Les applications spécifiques existantes

Contrôle des passeports

Le Conseil d’État a eu l’opportunité de valider plusieurs systèmes d’ARF de grande ampleur et notamment  le traitement  ARF.  Le Ministère de l’intérieur a été autorisé à créer un système de traitement automatisé centralisé des données à caractère personnel recueillies auprès des personnes âgées d’au moins six ans, lors de l’établissement ou du renouvellement des passeports.

Ce traitement a pour finalité de permettre l’instruction des demandes relatives à ces titres et de prévenir et détecter leur falsification et leur contrefaçon.
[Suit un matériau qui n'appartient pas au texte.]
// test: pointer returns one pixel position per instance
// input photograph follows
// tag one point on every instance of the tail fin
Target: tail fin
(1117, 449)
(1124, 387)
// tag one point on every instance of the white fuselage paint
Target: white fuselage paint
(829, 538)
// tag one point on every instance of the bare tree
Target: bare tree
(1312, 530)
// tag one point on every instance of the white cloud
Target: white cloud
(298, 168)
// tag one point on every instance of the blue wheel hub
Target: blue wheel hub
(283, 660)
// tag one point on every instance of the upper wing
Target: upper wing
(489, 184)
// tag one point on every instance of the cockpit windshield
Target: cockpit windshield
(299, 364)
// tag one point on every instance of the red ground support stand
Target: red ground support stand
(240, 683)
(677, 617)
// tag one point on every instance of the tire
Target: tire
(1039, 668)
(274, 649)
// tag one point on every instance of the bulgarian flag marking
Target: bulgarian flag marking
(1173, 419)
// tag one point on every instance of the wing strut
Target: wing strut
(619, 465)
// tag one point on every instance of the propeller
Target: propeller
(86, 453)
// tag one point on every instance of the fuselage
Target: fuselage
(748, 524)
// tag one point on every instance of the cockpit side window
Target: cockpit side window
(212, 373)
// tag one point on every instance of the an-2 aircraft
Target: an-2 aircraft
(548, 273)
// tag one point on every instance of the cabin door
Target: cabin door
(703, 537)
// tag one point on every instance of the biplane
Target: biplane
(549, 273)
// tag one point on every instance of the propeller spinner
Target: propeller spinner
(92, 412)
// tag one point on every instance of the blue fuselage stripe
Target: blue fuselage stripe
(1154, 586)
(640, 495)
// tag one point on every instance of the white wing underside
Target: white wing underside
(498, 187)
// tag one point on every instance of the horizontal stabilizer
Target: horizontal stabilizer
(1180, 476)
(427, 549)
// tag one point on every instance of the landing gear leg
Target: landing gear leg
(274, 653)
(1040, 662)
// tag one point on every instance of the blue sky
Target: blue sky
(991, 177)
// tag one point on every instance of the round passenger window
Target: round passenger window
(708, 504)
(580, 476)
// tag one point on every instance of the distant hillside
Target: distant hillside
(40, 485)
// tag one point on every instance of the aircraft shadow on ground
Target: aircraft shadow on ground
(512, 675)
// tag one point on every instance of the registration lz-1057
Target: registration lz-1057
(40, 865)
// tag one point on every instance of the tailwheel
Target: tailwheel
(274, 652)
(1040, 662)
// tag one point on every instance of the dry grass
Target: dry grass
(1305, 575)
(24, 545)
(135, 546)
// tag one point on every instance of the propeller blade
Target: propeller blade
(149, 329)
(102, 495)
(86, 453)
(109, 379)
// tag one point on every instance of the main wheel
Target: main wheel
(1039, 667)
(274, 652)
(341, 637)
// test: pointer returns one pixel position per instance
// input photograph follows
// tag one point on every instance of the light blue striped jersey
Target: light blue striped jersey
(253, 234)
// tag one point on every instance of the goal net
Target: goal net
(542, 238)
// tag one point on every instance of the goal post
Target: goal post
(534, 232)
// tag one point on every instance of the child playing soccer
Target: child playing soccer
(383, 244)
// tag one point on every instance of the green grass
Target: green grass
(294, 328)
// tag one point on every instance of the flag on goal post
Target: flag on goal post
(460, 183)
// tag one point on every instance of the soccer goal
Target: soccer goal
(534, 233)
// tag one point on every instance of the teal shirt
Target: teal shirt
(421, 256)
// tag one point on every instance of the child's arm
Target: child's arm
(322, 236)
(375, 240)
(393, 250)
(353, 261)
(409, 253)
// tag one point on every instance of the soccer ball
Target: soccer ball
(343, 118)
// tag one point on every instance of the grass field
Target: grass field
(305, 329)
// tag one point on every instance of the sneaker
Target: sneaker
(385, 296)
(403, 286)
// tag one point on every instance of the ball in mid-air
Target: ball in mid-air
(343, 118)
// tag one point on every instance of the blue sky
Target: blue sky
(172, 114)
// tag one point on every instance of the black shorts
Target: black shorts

Ce traitement ne comporte pas de  dispositif de reconnaissance faciale mais, à terme, l’adoption d’une autorisation d’interconnexion n’est pas exclue. En effet, l’interconnexion de ce système de traitement est déjà possible avec les systèmes d’information Schengen et INTERPOL.

Le fichier TAJ

En 2014, le Conseil d’État a également validé le fichier TAJ.  L’article 230-6 du Code pénal facilite la constatation des infractions à la loi pénale, le rassemblement des preuves de ces infractions et la recherche de leurs auteurs. Les services de la police nationale et de la gendarmerie nationale peuvent ainsi accéder aux traitements automatisés de données recueillies au cours des enquêtes préliminaires ou de flagrance ou des investigations exécutées sur commission rogatoire et concernant tout crime ou délit (auteurs et victimes) ainsi que certaines contraventions de la cinquième classe.